As artificial intelligence (AI) enters every application, from IoT to automotive, it is bringing new waves of innovation and business models, along with the need for high-grade security. Hackers try to exploit vulnerabilities at all levels of the system, from the system-on-chip (SoC) up. Therefore, security needs to be integral in the AI process. The protection of AI systems, their data, and their communications is critical for users’ safety and privacy, as well as for protecting businesses’ investments. This article describes where security is needed throughout AI environments as well as implementation options for ensuring a robust, secure system.
Where and why AI security is needed
AI applications built around artificial neural networks (ANNs, or simply “neural nets”) include two basic stages – training and inference (Figure 1). The training stage of a neural network is when the network is “learning” to do a job, such as recognizing faces or street signs. The resulting data set for the configuration (weights representing the interaction between neurons) of the neural net is called a model. In the inference stage, the algorithm embodied in the model is deployed to the end application.
Figure 1: The training and inferencing stages of deep learning and AI.
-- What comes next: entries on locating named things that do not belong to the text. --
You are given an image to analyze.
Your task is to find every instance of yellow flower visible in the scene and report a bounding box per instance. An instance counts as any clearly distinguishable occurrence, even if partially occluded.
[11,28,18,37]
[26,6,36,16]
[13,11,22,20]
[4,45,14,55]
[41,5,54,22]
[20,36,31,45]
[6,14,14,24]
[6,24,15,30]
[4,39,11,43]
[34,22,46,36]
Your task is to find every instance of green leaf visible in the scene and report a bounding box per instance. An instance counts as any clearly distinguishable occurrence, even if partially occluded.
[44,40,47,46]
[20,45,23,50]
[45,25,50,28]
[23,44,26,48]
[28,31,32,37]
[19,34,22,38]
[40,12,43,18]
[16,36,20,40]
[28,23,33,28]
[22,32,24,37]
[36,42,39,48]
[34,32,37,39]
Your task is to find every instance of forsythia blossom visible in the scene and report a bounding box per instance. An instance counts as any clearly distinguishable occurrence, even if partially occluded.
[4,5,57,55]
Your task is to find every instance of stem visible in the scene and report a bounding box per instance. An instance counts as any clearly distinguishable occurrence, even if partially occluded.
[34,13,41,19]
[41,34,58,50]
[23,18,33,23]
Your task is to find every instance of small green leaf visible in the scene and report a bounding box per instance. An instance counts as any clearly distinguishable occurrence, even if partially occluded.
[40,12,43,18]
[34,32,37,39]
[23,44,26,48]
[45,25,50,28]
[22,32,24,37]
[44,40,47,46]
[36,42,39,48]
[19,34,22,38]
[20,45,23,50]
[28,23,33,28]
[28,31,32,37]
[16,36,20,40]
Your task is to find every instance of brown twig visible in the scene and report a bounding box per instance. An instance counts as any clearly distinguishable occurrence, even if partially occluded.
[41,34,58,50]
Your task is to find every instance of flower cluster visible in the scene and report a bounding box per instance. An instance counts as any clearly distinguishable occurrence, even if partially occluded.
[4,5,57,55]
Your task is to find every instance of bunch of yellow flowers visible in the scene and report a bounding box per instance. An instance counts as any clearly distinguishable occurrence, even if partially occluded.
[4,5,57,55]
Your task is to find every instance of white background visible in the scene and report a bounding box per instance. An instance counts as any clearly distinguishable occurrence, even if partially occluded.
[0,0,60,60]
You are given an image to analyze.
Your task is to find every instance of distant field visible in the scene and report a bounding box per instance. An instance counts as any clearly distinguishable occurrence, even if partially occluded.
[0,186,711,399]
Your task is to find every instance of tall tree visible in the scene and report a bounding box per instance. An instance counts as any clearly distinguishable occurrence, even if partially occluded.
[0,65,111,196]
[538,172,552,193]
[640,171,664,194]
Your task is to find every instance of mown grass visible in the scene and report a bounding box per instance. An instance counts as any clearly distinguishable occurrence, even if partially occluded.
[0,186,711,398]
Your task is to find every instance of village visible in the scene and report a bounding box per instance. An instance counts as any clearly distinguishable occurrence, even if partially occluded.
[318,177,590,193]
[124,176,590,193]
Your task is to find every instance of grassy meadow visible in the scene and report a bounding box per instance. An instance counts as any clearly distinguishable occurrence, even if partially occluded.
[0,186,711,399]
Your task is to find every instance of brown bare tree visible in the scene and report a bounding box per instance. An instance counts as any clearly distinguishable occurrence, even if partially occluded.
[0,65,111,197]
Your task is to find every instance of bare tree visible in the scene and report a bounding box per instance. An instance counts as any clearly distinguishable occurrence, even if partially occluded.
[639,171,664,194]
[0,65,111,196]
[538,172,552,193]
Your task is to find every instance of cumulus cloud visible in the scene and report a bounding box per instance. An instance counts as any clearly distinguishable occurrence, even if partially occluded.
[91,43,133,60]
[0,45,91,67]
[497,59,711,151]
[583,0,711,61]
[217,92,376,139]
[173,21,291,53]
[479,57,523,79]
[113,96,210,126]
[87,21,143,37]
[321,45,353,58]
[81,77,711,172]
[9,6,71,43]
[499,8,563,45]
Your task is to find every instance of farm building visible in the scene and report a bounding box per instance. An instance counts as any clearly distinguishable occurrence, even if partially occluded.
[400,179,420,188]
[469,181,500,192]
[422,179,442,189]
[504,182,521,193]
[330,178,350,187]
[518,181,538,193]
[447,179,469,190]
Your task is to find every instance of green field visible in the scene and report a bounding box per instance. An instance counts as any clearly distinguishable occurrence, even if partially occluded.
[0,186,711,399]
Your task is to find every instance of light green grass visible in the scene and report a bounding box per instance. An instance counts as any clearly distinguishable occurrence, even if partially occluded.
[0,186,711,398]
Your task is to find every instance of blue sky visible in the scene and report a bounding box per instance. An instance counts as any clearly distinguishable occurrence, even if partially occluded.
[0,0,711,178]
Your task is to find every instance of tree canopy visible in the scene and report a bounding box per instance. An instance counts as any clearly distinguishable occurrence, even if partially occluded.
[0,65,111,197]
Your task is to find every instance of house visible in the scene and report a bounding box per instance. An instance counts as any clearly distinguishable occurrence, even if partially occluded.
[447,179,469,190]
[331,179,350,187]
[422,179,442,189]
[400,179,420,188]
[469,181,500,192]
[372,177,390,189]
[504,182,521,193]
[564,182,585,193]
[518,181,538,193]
The algorithms used in neural net training often include data that require privacy, such exactly how faces and fingerprints are collected and analyzed. The algorithm is a large part of the value of any AI technology. In many cases, the large training data sets that come from public surveillance, face recognition and fingerprint biometrics, financial, and medical applications are private and often contain personally identifiable information. Attackers, whether organized crime groups or business competitors, can take advantage of this information for economic reasons or other rewards. In addition, the AI systems face the risk of rogue data injection maliciously sent to disrupt a neural network’s functionality (e.g., misclassification of face recognition images to allow attackers to escape detection). Companies that protect training algorithms and user data will be differentiated in their fields from companies that suffer from the negative PR and financial risks of being exploited. Hence, it is highly important to ensure that data is received only from trusted sources and protected during use.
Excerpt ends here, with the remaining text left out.